Azerbaijani Sentence Similarity Based on BERT

This model is developed by Alas Development Center and is tailored for the specific use case of sentence similarity in the Azerbaijani language. It employs the bert-base-multilingual-cased architecture, fine-tuned on a Azerbaijani sentence similarity dataset. The primary function of this model is to predict the similarity score between two sentences, which can be highly beneficial in various NLP applications such as information retrieval, question answering, and content analysis.

Motivation

The core motivation behind developing this model is to address the challenge of Semantic Similarity in the Azerbaijani language. Semantic Similarity assesses how close two sentences are in terms of their underlying meanings. This concept is crucial in many fields, including but not limited to natural language processing, linguistics, and artificial intelligence, facilitating a deeper understanding and processing of human languages.

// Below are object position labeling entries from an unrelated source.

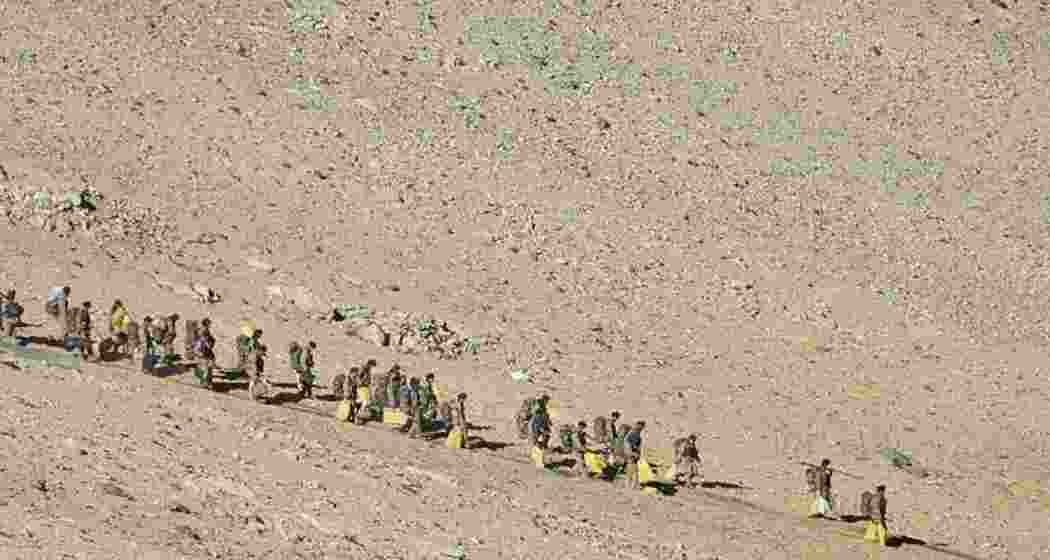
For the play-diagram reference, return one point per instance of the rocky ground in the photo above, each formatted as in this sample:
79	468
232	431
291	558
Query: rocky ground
802	231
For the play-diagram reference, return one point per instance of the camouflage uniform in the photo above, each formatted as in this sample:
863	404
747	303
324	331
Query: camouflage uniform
580	442
458	419
632	454
410	396
83	329
687	458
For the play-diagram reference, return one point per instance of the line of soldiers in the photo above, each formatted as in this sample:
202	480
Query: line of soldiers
873	505
612	450
370	394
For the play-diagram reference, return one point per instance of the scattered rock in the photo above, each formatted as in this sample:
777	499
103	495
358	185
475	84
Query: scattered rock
372	333
368	104
206	294
110	489
260	265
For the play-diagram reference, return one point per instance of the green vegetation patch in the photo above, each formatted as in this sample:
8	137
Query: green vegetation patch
469	106
24	57
888	169
781	128
1000	47
310	92
424	16
504	143
807	165
308	16
706	96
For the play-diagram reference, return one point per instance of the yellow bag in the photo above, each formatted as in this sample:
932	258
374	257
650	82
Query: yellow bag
595	462
537	456
342	411
455	440
120	320
876	533
646	473
393	416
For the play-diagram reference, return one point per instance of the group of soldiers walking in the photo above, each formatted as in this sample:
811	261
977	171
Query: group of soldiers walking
873	505
614	448
368	394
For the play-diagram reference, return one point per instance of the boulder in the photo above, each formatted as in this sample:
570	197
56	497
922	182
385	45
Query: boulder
372	333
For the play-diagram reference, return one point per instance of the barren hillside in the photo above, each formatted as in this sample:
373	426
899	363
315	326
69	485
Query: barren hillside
800	230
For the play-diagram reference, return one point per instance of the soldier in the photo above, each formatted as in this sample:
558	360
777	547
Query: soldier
308	377
408	397
580	442
459	421
256	358
83	329
170	334
821	478
119	322
11	313
522	417
395	379
632	454
243	344
149	343
687	458
539	423
350	390
377	388
58	308
876	512
427	400
204	347
192	330
614	435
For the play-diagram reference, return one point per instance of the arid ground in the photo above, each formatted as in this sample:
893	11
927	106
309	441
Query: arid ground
799	229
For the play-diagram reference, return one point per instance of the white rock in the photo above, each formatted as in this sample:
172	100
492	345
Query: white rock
368	104
259	265
372	333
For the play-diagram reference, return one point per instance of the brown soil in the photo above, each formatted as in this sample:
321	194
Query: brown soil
634	250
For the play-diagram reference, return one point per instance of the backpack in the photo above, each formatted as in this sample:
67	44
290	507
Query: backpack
295	357
812	478
12	311
601	429
338	386
565	434
867	504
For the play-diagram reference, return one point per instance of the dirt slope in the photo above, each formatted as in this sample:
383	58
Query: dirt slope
799	230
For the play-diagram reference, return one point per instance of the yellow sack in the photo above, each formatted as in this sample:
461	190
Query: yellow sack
120	320
646	473
455	440
393	416
595	462
342	411
876	533
537	456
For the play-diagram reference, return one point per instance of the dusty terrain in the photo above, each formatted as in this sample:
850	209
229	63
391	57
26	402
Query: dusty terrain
802	230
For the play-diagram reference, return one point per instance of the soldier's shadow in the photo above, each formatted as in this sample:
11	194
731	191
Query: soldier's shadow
286	397
230	386
171	371
896	541
479	443
721	485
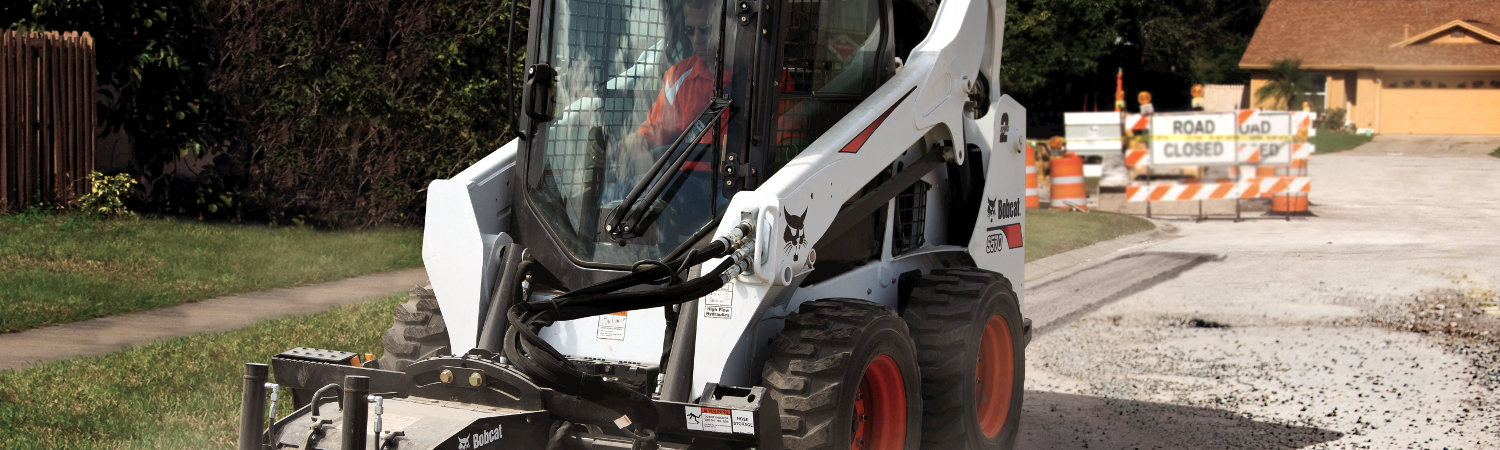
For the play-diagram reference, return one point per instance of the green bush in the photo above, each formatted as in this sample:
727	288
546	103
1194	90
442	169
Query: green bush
348	108
333	113
107	194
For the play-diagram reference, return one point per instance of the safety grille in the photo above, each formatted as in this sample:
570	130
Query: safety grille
911	218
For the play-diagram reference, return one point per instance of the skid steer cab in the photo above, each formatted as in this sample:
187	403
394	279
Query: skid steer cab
725	224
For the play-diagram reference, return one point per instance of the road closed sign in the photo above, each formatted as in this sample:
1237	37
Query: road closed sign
1265	137
1193	140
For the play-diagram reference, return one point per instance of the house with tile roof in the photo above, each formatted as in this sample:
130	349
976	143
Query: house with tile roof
1397	66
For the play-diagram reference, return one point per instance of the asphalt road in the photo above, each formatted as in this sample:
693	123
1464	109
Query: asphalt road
1371	324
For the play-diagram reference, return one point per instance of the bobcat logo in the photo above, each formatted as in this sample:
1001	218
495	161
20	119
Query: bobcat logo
792	234
1005	126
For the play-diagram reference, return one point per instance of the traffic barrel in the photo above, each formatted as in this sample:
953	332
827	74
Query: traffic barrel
1032	201
1067	183
1292	201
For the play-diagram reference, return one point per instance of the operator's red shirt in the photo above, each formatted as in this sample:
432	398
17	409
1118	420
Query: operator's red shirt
684	92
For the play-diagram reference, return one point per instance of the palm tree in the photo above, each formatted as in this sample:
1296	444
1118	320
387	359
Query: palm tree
1287	83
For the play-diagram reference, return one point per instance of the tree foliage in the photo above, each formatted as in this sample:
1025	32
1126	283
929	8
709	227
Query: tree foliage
344	110
1286	83
324	111
152	65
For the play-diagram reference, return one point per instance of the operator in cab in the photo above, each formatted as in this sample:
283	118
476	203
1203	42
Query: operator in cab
687	84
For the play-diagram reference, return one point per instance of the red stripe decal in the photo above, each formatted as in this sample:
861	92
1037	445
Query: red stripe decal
1013	234
858	141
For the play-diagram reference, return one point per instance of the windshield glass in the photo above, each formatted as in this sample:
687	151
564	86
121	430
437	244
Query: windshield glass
633	75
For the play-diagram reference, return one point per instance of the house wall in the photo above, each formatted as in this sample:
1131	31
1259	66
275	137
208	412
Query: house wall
1365	111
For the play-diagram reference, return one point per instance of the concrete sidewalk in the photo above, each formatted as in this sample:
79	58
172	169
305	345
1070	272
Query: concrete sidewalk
114	333
120	332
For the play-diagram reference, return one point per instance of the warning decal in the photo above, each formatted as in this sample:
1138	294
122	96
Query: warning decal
744	422
612	326
719	303
717	420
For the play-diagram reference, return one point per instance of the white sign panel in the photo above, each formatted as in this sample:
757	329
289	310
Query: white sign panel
1193	138
1266	134
1092	132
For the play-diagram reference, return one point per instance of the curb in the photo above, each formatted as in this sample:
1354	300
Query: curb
230	312
1076	260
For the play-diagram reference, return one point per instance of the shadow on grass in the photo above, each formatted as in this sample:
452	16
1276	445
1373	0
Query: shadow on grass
1056	420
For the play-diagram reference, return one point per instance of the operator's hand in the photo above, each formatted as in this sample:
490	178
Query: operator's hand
633	156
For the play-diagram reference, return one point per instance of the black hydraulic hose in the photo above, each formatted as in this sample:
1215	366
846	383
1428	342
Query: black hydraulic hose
356	413
252	407
503	294
543	363
714	249
318	393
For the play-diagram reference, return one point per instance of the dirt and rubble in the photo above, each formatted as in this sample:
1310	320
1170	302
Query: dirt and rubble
1370	324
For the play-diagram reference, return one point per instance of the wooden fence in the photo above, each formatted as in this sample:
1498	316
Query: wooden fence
47	117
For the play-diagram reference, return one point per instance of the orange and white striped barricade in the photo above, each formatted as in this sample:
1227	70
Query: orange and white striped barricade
1137	122
1256	188
1032	200
1293	201
1067	183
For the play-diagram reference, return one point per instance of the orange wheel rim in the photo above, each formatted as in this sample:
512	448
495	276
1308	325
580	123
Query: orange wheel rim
993	375
879	407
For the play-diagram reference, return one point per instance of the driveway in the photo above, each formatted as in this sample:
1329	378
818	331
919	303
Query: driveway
1370	324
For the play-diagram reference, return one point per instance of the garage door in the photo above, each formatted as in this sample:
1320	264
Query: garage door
1440	111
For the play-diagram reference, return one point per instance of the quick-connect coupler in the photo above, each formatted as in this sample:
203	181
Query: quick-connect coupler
737	236
741	263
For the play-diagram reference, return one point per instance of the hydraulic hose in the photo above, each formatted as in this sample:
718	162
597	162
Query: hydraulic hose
543	363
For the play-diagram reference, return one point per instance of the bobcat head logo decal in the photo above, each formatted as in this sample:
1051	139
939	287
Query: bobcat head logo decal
792	234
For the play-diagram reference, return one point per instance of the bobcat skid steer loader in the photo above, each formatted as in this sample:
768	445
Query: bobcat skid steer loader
726	224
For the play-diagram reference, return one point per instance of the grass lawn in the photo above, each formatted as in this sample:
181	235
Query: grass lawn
180	393
62	267
185	393
1331	141
1053	231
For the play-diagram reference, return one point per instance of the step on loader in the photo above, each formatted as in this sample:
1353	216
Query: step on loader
723	224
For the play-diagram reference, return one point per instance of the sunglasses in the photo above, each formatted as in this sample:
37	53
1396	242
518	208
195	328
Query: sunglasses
704	30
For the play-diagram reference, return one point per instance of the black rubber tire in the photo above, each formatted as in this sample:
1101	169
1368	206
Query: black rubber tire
417	332
948	311
818	362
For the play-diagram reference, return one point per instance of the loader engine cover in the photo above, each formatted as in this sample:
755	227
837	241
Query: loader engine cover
422	423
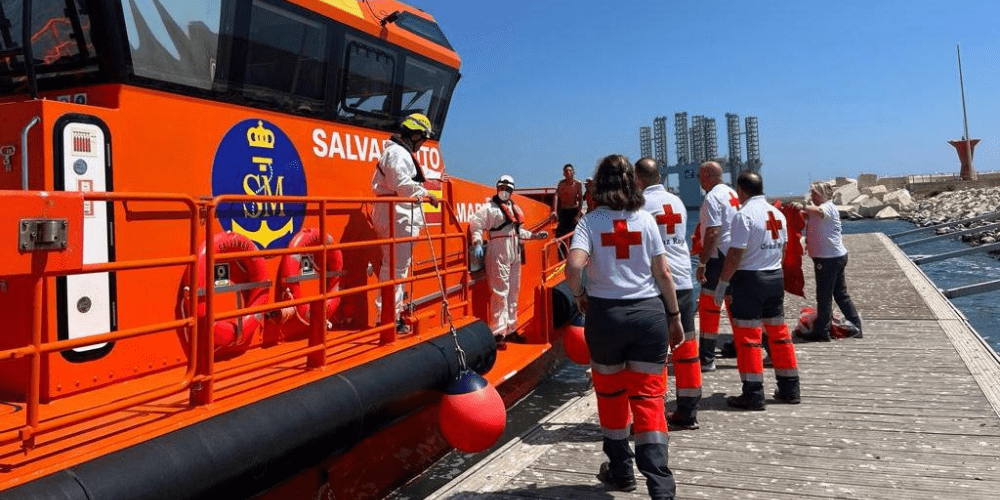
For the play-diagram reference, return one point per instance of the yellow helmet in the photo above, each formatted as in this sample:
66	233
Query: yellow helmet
419	123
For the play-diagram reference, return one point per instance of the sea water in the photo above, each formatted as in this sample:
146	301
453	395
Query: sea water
980	309
571	380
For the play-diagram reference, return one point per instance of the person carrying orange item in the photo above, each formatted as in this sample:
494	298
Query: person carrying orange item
671	218
753	268
825	245
502	220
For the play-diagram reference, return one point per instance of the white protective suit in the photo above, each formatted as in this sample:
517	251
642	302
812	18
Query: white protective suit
503	262
395	176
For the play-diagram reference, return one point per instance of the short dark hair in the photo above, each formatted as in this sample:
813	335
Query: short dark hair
615	185
750	182
648	170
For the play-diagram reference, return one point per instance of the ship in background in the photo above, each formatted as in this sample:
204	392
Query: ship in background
186	252
695	145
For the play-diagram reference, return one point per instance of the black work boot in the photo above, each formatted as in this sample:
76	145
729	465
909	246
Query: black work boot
706	353
752	398
788	390
614	483
686	416
617	474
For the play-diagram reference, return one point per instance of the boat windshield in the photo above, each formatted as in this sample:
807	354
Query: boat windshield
275	54
61	45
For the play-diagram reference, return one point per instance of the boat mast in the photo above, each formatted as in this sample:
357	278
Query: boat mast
965	117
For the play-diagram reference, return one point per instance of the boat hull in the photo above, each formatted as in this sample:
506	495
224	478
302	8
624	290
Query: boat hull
247	451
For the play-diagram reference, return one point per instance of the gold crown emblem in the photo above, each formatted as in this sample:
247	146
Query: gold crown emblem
260	137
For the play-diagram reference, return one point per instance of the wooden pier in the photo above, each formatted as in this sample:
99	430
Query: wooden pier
911	411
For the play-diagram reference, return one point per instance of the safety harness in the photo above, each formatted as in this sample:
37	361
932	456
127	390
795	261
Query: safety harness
419	177
511	215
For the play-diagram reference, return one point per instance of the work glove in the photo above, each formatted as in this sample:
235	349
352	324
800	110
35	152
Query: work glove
720	292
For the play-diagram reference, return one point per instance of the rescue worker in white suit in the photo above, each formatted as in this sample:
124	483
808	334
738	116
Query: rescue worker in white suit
398	174
503	220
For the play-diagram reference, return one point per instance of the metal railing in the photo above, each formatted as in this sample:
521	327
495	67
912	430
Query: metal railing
201	373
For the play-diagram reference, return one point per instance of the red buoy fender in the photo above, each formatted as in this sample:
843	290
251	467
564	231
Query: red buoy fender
291	265
576	345
472	415
233	336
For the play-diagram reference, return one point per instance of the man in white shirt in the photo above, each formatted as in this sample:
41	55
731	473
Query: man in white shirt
502	220
753	266
829	255
671	218
398	174
718	209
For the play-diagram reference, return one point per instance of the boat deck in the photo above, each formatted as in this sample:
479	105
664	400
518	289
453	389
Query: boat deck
910	411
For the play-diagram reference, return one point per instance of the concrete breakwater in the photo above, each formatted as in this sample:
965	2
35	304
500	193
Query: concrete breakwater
877	201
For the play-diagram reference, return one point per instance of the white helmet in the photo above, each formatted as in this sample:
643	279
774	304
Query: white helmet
506	181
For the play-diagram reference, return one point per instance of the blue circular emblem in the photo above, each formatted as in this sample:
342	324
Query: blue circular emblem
255	158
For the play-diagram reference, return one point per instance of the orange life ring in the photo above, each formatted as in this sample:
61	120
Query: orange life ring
233	336
295	320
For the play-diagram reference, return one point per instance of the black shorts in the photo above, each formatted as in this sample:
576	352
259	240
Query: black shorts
685	304
567	221
758	294
621	330
713	269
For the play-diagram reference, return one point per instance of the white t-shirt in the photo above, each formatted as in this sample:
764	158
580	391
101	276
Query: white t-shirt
762	231
718	209
823	237
669	213
621	246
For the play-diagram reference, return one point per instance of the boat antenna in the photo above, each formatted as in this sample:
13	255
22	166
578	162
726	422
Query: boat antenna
29	58
965	117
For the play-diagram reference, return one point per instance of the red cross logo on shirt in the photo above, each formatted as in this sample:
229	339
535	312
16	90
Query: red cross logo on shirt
773	225
621	239
668	218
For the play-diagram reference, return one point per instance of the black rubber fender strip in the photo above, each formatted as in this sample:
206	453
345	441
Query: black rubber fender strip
564	307
250	449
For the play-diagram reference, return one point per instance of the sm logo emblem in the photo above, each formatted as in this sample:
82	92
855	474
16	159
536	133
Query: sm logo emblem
255	158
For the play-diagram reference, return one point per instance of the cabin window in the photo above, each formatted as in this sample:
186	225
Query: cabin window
423	28
61	45
368	84
426	89
286	59
177	43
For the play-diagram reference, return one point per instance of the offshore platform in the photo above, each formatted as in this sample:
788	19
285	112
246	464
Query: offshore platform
695	145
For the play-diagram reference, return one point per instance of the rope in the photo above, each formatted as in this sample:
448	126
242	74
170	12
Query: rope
459	353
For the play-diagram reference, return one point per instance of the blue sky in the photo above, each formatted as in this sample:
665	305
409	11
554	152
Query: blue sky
839	88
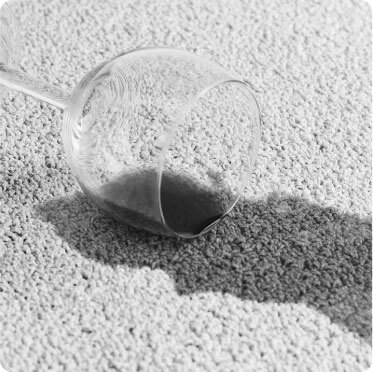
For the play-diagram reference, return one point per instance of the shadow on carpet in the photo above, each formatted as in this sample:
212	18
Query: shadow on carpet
282	250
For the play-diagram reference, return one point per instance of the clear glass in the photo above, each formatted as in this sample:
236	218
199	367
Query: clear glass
158	138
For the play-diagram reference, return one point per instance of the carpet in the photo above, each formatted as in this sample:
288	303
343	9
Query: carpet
283	284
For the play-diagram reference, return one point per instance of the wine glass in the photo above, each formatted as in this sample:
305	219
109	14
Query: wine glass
158	138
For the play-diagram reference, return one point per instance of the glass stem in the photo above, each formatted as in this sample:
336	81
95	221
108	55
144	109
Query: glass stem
15	79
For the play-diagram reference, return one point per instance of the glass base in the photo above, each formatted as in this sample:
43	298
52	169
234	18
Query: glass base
9	40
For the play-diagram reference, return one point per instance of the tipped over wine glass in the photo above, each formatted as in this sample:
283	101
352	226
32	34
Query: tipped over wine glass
158	138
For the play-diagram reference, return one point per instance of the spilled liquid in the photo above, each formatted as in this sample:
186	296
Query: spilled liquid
188	207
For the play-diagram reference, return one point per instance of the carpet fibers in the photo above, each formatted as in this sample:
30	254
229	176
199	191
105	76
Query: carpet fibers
283	284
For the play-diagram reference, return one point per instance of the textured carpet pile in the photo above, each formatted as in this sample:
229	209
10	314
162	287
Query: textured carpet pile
284	284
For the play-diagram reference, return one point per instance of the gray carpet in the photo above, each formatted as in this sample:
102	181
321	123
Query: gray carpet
284	284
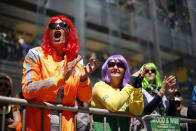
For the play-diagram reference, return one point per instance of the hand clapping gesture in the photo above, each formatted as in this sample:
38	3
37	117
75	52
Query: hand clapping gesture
88	69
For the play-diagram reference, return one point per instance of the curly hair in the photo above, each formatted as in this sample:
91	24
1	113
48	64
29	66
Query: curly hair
105	75
157	81
73	42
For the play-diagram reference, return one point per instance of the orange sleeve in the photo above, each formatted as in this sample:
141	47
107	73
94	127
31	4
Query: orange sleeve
32	83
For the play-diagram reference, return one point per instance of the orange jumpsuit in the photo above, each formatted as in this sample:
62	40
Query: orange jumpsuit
41	79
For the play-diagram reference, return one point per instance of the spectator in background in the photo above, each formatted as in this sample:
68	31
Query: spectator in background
181	110
115	94
155	101
22	48
83	119
12	116
55	73
191	113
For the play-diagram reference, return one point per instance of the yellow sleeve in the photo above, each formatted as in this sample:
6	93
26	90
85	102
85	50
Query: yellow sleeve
85	90
111	99
136	103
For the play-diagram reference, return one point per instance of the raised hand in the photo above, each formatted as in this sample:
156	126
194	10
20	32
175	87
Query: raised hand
89	68
140	72
169	85
171	80
137	77
70	66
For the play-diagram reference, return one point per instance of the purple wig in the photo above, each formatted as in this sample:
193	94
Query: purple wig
105	76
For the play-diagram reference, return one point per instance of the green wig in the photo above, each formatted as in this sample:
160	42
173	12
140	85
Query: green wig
157	81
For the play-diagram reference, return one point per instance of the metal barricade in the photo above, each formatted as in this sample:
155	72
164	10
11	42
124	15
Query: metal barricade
91	111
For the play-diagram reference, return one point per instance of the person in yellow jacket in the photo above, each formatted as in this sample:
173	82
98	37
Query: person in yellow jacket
116	94
54	73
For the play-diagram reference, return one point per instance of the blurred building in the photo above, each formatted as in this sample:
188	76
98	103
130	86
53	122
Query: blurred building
159	31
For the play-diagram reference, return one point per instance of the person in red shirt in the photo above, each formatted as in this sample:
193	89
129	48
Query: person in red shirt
55	73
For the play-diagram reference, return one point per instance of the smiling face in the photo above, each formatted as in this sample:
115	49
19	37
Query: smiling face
58	34
116	70
150	75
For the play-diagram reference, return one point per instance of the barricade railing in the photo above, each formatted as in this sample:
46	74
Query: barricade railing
24	103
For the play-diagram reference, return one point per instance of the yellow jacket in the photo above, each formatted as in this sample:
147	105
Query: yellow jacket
128	99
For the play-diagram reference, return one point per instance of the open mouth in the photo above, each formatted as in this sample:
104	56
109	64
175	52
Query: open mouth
57	34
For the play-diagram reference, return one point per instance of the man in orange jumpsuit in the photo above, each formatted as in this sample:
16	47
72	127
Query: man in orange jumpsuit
54	73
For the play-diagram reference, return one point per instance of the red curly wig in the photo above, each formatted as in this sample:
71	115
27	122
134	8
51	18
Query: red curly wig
72	45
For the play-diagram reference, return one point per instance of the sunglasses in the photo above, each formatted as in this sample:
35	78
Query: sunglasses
61	24
152	70
119	64
177	103
5	84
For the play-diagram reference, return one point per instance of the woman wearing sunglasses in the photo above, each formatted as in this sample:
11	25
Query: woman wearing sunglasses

Model Training and Evaluation Data

The dataset used for fine-tuning the bert-base-multilingual-cased model specifically targets sentence similarity in Azerbaijani. Below are some details about the training and evaluation data:

Total Training Samples: 77,499
Total Validation Samples: 5,500
Total Test Samples: 7,500

The dataset categorizes sentence pairs into two distinct classes based on their similarity:

Contradiction: The sentences share no similarity.
Entailment: The sentences have a similar or nearly identical meaning.
Neutral: The sentences are neutral.

Use and Access

This model is shared open source and is intended for wide usage across different applications where understanding sentence similarity in Azerbaijani is crucial. It can be especially useful for developers and researchers working on Azerbaijani language processing tasks. For those interested in utilizing the Azerbaijani Sentence Similarity model developed by Alas Development Center, built on the bert-base-multilingual-cased architecture, we have prepared a comprehensive Jupyter notebook. This notebook includes instructions on loading the model, preprocessing input data and making prediction.

To showcase the Azerbaijani Sentence Similarity model's capabilities, here's an example that illustrates how to use the model to determine the similarity between two sentences in Azerbaijani.

sentence1 = "Həmişə sənə inanmışam"
sentence2 = 'Mən əmin idim ki, sən bunu bacaracaqsan'

check_similarity(sentence1, sentence2)

('entailment', ' 0.86%')

Acknowledgements

We express our gratitude to our team who participated in the development, training, and evaluation phases of this model. Their dedication and hard work have been instrumental in advancing Azerbaijani language processing technologies.

This model, used in one of our projects, was developed without the allocation of extensive resources. We have observed promising results (training accuracy of 78% and a validation accuracy of 75%) and believe that with more resources, a better outcome is achievable. It's worth mentioning that this model marks the first endeavor in exploring semantic similarity within the Azerbaijani language context. As such, there is considerable potential for further refinement and improvement, which could significantly enhance its performance and applicability in various fields.